Files
lmxopcua/docs/plans/2026-06-08-driverless-equipment-namespace-design.md
T

11 KiB
Raw Blame History

Driver-less Equipment Namespace — Design (2026-06-08)

Problem

In the OtOpcUa config model, Equipment.DriverInstanceId is a non-null logical FK — every equipment row must reference a DriverInstance. But the Northwind company overlay's equipment signals are VirtualTags (driverless — they link via EquipmentId + a Script, with no driver binding); their live values come from the galaxy mirror over the GalaxyMxGateway driver via the script return ctx.GetTag("TestMachine_NNN.Sig").Value;.

To satisfy the non-null FK and the validator rule that forbids a GalaxyMxGateway driver in an Equipment-kind namespace (DraftValidator.ValidateDriverNamespaceCompatibility: NamespaceKind.Equipment => DriverType != "GalaxyMxGateway"), the loader was cornered into inventing a placeholder Modbus driver (nw-uns-modbus, 0 tags bound) and pointing all 40 equipment rows at it.

That placeholder is misleading ("equipment tied to Modbus") and not inert — on every deploy the runtime tries to instantiate a real Modbus driver for it and fails:

WARNING  DriverHost: factory for Modbus threw on nw-uns-modbus; stubbing
Cause:   Modbus driver config for 'nw-uns-modbus' missing required Host
WARNING  DriverHost: no factory for driver type Modbus (instance nw-uns-modbus); falling back to stub
INFO     DriverHost: spawned Modbus driver nw-uns-modbus (stub=True)

The data path is correct (the MxGateway is the source, via the VirtualTag indirection — verify-equipment shows 396 Good), but the driver association is a lie and generates per-deploy exception/stub noise.

Decision

Option B — make equipment driver-less. VirtualTag-only equipment genuinely has no field driver, so it should reference none: make Equipment.DriverInstanceId nullable, delete the placeholder driver, and teach the one cluster-attribution site to tolerate a null driver. This keeps the VirtualTag route intact (so overlay-building, hierarchy reorganization, and value transforms all stay available — those are the route's strength), removes the misleading Modbus FK, and eliminates the stub/exception noise.

Chosen over: A (a no-op "Virtual" driver type — keeps a placeholder), and Option 4 (relax the validator so a GalaxyMxGateway driver can serve equipment directly as galaxy tags — rejected because a galaxy tag's subscribe ref is FolderPath.Name, i.e. tree placement is coupled to galaxy source, so a direct-tag overlay could not freely reorganize the company hierarchy without further driver re-architecture, and it would also drop transforms/ScriptedAlarms and blur the SystemPlatform/Equipment layering).

Impact map (investigated)

The change is small because almost nothing depends on Equipment.DriverInstanceId.
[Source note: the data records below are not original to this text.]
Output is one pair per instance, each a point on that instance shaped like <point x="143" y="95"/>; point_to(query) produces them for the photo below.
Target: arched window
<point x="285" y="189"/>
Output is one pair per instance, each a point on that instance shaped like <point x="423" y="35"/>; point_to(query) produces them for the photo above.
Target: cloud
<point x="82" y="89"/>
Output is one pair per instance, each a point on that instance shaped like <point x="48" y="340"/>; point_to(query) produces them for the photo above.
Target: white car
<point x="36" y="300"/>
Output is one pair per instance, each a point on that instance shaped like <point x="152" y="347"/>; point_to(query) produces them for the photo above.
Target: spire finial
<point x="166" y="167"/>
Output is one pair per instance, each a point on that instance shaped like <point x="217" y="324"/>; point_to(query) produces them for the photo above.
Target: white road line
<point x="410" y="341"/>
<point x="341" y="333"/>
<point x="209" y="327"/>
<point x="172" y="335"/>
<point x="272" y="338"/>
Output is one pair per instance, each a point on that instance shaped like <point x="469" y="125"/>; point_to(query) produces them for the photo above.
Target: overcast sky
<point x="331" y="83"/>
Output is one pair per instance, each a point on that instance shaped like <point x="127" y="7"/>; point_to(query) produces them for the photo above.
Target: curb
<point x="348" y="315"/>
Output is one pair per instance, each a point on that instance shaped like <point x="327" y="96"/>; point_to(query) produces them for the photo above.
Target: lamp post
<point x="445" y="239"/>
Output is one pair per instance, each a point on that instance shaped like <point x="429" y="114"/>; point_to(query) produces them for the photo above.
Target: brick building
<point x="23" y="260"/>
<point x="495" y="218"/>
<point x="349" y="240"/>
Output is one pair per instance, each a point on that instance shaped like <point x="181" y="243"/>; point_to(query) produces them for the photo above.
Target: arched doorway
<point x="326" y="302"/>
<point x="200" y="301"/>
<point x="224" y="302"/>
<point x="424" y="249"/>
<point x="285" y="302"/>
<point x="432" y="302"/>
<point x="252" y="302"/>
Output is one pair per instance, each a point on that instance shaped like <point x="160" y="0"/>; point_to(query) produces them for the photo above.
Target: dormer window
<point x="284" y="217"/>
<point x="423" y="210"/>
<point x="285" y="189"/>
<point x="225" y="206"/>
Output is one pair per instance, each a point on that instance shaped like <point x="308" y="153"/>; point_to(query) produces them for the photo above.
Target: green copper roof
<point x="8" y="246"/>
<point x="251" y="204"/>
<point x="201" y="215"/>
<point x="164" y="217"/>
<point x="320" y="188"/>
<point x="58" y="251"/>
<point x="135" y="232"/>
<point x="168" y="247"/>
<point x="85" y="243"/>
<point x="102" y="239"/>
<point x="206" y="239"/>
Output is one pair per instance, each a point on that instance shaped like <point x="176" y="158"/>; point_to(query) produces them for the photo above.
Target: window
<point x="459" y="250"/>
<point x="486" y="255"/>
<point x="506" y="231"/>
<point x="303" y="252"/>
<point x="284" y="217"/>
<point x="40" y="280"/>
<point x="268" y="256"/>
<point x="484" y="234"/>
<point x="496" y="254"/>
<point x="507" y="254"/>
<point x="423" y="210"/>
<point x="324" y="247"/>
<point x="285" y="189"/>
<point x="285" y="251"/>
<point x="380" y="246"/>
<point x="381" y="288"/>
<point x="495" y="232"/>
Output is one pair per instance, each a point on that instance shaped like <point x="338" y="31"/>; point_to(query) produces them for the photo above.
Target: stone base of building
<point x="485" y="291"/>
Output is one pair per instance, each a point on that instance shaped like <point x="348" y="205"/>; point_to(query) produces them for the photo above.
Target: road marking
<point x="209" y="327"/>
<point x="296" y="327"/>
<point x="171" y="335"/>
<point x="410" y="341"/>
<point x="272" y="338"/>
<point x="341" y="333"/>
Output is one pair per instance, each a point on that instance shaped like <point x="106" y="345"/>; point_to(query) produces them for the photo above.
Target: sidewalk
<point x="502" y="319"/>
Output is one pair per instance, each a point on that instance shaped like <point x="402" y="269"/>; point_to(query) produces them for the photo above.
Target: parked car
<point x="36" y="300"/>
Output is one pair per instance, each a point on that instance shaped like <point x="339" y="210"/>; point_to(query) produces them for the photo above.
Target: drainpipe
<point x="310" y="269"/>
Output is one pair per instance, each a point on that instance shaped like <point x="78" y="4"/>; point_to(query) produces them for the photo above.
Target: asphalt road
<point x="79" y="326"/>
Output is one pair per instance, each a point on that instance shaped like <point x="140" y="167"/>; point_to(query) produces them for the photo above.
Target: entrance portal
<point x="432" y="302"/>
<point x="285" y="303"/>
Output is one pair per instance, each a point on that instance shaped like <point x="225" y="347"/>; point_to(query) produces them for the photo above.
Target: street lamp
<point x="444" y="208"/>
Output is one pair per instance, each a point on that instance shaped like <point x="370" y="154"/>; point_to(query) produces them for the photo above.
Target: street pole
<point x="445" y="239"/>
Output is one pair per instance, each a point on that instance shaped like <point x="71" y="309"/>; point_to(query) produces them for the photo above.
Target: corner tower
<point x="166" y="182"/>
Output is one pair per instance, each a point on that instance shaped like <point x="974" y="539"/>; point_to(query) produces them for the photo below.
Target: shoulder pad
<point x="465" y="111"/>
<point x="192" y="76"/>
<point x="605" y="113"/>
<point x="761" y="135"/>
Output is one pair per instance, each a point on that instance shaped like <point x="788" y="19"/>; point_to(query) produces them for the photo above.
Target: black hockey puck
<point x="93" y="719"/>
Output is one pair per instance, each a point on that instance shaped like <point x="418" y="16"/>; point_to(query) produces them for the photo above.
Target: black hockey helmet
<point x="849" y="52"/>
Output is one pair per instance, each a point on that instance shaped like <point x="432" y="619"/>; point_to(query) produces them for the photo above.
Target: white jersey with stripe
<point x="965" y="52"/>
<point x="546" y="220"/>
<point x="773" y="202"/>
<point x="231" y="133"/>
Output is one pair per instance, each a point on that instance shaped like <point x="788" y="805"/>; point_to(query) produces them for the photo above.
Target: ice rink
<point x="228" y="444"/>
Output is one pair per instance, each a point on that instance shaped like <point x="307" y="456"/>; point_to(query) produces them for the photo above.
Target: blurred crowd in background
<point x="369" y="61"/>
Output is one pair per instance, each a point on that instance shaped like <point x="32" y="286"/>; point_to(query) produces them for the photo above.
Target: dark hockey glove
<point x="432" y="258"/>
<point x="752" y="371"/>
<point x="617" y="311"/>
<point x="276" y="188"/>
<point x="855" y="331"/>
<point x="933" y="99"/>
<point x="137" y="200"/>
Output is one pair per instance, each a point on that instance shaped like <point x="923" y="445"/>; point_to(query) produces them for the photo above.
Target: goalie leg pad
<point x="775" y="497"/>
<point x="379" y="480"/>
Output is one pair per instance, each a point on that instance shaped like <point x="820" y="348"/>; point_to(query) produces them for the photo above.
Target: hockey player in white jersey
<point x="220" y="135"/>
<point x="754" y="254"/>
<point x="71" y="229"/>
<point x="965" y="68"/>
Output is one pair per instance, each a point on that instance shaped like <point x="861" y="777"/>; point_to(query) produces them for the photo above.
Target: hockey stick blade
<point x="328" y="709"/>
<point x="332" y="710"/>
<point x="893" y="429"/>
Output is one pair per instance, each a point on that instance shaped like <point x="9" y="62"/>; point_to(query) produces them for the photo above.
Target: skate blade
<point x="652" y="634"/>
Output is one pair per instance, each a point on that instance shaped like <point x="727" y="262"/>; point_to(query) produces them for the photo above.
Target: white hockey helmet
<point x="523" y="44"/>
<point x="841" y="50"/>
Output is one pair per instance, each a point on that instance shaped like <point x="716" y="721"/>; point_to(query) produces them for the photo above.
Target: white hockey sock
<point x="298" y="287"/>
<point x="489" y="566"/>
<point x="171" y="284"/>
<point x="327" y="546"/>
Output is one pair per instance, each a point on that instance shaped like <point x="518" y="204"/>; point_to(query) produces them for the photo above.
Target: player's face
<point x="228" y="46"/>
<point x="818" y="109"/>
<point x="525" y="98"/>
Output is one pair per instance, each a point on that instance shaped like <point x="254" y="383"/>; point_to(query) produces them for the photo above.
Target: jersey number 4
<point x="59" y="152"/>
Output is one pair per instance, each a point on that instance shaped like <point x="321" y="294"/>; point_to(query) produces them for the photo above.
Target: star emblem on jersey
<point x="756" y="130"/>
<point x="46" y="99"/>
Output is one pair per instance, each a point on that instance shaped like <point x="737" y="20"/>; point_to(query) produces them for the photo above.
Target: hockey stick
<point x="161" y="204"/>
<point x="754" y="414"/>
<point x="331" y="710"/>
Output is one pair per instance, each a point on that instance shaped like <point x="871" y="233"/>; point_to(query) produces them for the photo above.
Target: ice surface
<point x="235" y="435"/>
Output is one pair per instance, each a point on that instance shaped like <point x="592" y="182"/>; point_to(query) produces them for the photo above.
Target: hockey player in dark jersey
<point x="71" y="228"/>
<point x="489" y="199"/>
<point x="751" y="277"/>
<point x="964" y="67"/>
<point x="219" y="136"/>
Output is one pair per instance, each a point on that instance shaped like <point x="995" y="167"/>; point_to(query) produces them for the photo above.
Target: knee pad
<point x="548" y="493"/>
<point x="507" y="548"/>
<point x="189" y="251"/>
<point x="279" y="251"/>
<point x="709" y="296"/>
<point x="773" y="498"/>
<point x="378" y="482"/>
Schema / entity — the core change

  • src/Core/ZB.MOM.WW.OtOpcUa.Configuration/Entities/Equipment.cs:23public required string DriverInstanceIdpublic string? DriverInstanceId.
  • EF infers nullability from the C# type: OtOpcUaConfigDbContext.ConfigureEquipment has no .IsRequired() call, so only the property type changes. One EF migration emits a single AlterColumn(DriverInstanceId, nullable: true); the model snapshot loses its .IsRequired().
  • No FK to drop. Equipment→DriverInstance is a logical FK only — no EF HasOne/WithMany, no DB FK_… constraint, no ON DELETE. Deleting the placeholder driver while equipment still references it is already schema-legal.
  • IX_Equipment_Driver is a plain non-unique, non-filtered index — valid on a nullable column, kept as-is (no filtered-index change; YAGNI).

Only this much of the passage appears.